Discover Machu Picchu

Machu Picchu
Machu Picchu, ‘Lost City’ of the Incas

Suddenly we found ourselves standing in front of the ruins of two of the finest and most interesting structures in ancient America. Made of beautiful white granite, the walls contained blocks of Cyclopean size, higher than a man. The sight left me spellbound.

When Hiram Bingham went looking for the legendary Inca city of Vilcabamba, the last refuge of the Inca kings, he did not suspect that his journey would lead him to discover the most spectacular archeological site in the Americas—Machu Picchu.

When the expedition from Yale University, of which Bingham was the director, entered the Urubamba Canyon, in July of 1911, a peasant told him of the ancient ruins at the top of a hill called Machu Picchu. Bingham accompanied him up the dense jungle-covered slope to the top, where a child guided Bingham to the ancient stone structures buried beneath tropical vegetation. Bingham was so impressed that he wrote in his diary, “would anyone believe what I have found?”

Hiram Bingham Discovers Machu Picchu
Hiram Bingham in 1911

It is hard to imagine a more spectacular setting—an ancient stone city 1,300 feet above a frothing whitewater river, surrounded by jungle-covered peaks and brilliant orchids.

Of the two surrounding peaks, the first is named Huayana Picchu, which translates to “young peak” and is the one most often seen in photographs. The second peak is called Machu Picchu or “older mountain.” The original name of the city has long been forgotten.

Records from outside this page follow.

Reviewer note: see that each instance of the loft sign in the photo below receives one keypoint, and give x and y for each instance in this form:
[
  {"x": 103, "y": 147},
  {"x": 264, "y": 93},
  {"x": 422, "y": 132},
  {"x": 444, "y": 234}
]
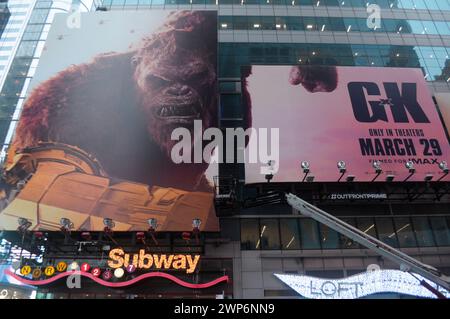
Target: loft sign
[{"x": 142, "y": 260}]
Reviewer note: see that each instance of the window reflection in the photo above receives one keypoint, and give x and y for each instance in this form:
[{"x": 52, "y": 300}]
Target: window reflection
[
  {"x": 386, "y": 232},
  {"x": 405, "y": 232},
  {"x": 310, "y": 233},
  {"x": 441, "y": 230},
  {"x": 329, "y": 238},
  {"x": 290, "y": 237},
  {"x": 249, "y": 234},
  {"x": 306, "y": 233},
  {"x": 269, "y": 237},
  {"x": 423, "y": 231}
]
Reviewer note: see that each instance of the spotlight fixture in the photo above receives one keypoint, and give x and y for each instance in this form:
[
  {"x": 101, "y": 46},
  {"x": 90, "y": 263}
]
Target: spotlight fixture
[
  {"x": 444, "y": 167},
  {"x": 186, "y": 235},
  {"x": 342, "y": 167},
  {"x": 86, "y": 235},
  {"x": 140, "y": 236},
  {"x": 350, "y": 178},
  {"x": 66, "y": 224},
  {"x": 24, "y": 224},
  {"x": 152, "y": 223},
  {"x": 38, "y": 235},
  {"x": 196, "y": 222},
  {"x": 305, "y": 167},
  {"x": 269, "y": 176},
  {"x": 108, "y": 222}
]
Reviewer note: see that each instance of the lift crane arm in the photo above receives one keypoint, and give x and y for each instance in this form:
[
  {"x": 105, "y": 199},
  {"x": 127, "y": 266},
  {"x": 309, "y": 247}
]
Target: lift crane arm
[{"x": 407, "y": 263}]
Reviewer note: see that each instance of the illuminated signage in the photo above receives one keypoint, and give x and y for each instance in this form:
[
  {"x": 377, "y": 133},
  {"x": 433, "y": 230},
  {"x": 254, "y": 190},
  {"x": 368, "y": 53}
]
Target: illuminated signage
[
  {"x": 360, "y": 285},
  {"x": 142, "y": 260},
  {"x": 359, "y": 196}
]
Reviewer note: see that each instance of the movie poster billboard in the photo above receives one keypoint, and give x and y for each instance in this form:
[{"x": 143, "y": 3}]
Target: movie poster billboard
[
  {"x": 361, "y": 116},
  {"x": 93, "y": 143}
]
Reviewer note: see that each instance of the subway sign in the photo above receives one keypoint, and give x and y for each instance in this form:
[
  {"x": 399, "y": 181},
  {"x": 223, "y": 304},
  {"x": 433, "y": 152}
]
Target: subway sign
[
  {"x": 142, "y": 260},
  {"x": 120, "y": 270}
]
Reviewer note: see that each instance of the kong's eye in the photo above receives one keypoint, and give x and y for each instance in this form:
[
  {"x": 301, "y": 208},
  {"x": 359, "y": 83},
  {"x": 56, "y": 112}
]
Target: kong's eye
[{"x": 156, "y": 81}]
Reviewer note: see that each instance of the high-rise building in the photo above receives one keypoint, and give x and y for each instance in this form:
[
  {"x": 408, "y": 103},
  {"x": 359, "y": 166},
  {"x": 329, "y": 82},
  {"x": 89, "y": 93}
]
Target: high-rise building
[
  {"x": 4, "y": 15},
  {"x": 260, "y": 234}
]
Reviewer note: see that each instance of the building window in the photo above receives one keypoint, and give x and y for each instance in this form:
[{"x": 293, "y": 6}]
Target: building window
[
  {"x": 269, "y": 234},
  {"x": 405, "y": 233},
  {"x": 386, "y": 232},
  {"x": 290, "y": 236},
  {"x": 440, "y": 230},
  {"x": 329, "y": 238},
  {"x": 423, "y": 231},
  {"x": 310, "y": 233}
]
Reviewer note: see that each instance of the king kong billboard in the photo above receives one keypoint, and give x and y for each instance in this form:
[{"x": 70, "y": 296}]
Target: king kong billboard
[
  {"x": 94, "y": 136},
  {"x": 379, "y": 123}
]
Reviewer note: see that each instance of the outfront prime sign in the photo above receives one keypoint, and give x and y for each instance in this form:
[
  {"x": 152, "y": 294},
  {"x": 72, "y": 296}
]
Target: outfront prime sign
[{"x": 360, "y": 285}]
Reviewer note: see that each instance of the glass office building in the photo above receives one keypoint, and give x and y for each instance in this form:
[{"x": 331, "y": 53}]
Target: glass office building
[{"x": 265, "y": 235}]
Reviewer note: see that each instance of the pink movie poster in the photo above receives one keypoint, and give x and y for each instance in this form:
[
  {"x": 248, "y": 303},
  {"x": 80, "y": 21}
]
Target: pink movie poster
[{"x": 353, "y": 114}]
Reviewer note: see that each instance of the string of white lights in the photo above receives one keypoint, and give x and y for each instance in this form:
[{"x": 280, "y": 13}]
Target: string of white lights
[{"x": 360, "y": 285}]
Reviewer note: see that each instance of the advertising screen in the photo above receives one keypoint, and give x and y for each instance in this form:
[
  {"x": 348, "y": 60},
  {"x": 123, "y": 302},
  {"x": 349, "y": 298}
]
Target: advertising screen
[
  {"x": 374, "y": 121},
  {"x": 93, "y": 144},
  {"x": 443, "y": 101}
]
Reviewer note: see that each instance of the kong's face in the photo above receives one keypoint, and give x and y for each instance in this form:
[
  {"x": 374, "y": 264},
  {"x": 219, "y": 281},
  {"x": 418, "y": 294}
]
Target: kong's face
[
  {"x": 314, "y": 78},
  {"x": 176, "y": 84},
  {"x": 175, "y": 92}
]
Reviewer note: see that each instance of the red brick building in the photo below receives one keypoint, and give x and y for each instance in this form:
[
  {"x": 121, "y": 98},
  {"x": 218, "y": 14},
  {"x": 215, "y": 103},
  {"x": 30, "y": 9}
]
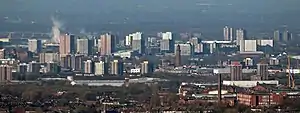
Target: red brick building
[{"x": 259, "y": 99}]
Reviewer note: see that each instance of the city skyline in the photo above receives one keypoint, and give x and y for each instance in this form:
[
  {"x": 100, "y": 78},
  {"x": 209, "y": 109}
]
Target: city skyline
[{"x": 203, "y": 16}]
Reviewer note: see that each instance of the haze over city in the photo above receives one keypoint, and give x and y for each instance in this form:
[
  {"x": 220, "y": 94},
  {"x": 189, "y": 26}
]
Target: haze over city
[
  {"x": 149, "y": 56},
  {"x": 205, "y": 16}
]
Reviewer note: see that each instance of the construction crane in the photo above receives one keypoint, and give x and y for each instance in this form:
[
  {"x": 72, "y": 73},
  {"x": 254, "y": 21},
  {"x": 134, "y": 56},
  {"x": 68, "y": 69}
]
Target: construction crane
[{"x": 289, "y": 70}]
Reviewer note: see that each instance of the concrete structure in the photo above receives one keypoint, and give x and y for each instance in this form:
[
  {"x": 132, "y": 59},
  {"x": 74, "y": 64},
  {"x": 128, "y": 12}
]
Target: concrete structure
[
  {"x": 250, "y": 46},
  {"x": 5, "y": 73},
  {"x": 248, "y": 84},
  {"x": 248, "y": 61},
  {"x": 227, "y": 71},
  {"x": 2, "y": 53},
  {"x": 107, "y": 44},
  {"x": 228, "y": 33},
  {"x": 49, "y": 57},
  {"x": 240, "y": 36},
  {"x": 22, "y": 68},
  {"x": 262, "y": 70},
  {"x": 67, "y": 44},
  {"x": 265, "y": 43},
  {"x": 167, "y": 42},
  {"x": 89, "y": 67},
  {"x": 287, "y": 36},
  {"x": 186, "y": 49},
  {"x": 236, "y": 71},
  {"x": 138, "y": 42},
  {"x": 82, "y": 46},
  {"x": 146, "y": 67},
  {"x": 277, "y": 35},
  {"x": 53, "y": 67},
  {"x": 66, "y": 61},
  {"x": 101, "y": 68},
  {"x": 116, "y": 67},
  {"x": 125, "y": 54},
  {"x": 34, "y": 67},
  {"x": 34, "y": 45},
  {"x": 136, "y": 70},
  {"x": 178, "y": 56},
  {"x": 76, "y": 62},
  {"x": 259, "y": 99}
]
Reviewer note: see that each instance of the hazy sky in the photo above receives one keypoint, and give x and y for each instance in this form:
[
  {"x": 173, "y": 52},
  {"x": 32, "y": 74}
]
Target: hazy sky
[{"x": 207, "y": 16}]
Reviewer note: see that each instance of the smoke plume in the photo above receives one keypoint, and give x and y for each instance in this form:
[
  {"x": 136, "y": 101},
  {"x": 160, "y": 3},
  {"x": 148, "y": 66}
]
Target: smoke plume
[{"x": 57, "y": 26}]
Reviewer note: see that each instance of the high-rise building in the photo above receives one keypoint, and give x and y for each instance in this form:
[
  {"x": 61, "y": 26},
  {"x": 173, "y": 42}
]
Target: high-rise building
[
  {"x": 274, "y": 61},
  {"x": 178, "y": 56},
  {"x": 248, "y": 61},
  {"x": 128, "y": 40},
  {"x": 66, "y": 61},
  {"x": 116, "y": 67},
  {"x": 138, "y": 42},
  {"x": 5, "y": 73},
  {"x": 101, "y": 68},
  {"x": 53, "y": 67},
  {"x": 236, "y": 71},
  {"x": 2, "y": 53},
  {"x": 34, "y": 67},
  {"x": 91, "y": 45},
  {"x": 167, "y": 42},
  {"x": 146, "y": 67},
  {"x": 277, "y": 35},
  {"x": 49, "y": 57},
  {"x": 185, "y": 49},
  {"x": 107, "y": 44},
  {"x": 262, "y": 70},
  {"x": 89, "y": 67},
  {"x": 248, "y": 46},
  {"x": 240, "y": 36},
  {"x": 228, "y": 33},
  {"x": 34, "y": 45},
  {"x": 76, "y": 62},
  {"x": 287, "y": 36},
  {"x": 22, "y": 68},
  {"x": 82, "y": 46},
  {"x": 67, "y": 44}
]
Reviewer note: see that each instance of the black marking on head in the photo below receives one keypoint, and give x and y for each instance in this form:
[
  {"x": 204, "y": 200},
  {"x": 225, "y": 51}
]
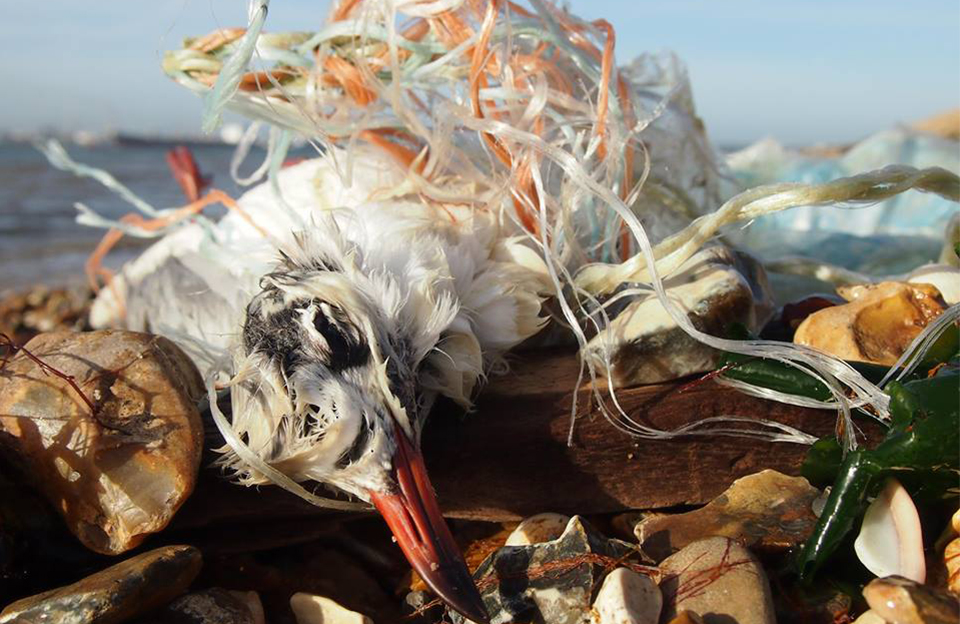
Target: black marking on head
[
  {"x": 278, "y": 332},
  {"x": 344, "y": 341},
  {"x": 358, "y": 447}
]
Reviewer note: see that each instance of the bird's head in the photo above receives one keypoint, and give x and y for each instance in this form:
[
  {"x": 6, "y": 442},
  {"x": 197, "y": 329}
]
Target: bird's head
[{"x": 335, "y": 399}]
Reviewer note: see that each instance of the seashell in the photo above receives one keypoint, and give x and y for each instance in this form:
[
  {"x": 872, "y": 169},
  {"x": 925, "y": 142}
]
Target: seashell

Until Bingham’s discovery, Machu Picchu had been unknown to the outside world for nearly 400 years. It was a mystery how all knowledge and records of an entire city disappeared. It is now believed that Machu Picchu was not a city at all, but a royal estate and religious retreat, built around 1460 and located off the main routes. It could only be reached by paths accessible to those traveling by royal decree. The Incas had no written language. Their history was kept by verbal historians, who, following the collapse of the Inca state, were unemployed. Few of the Inca people ever knew that Machu Picchu even existed. As the Spaniards advanced into Peru, around 1527, half of the population died of small pox. This was followed by civil war and the abandonment of Machu Picchu. Thus, this magnificent “stone city” disappeared.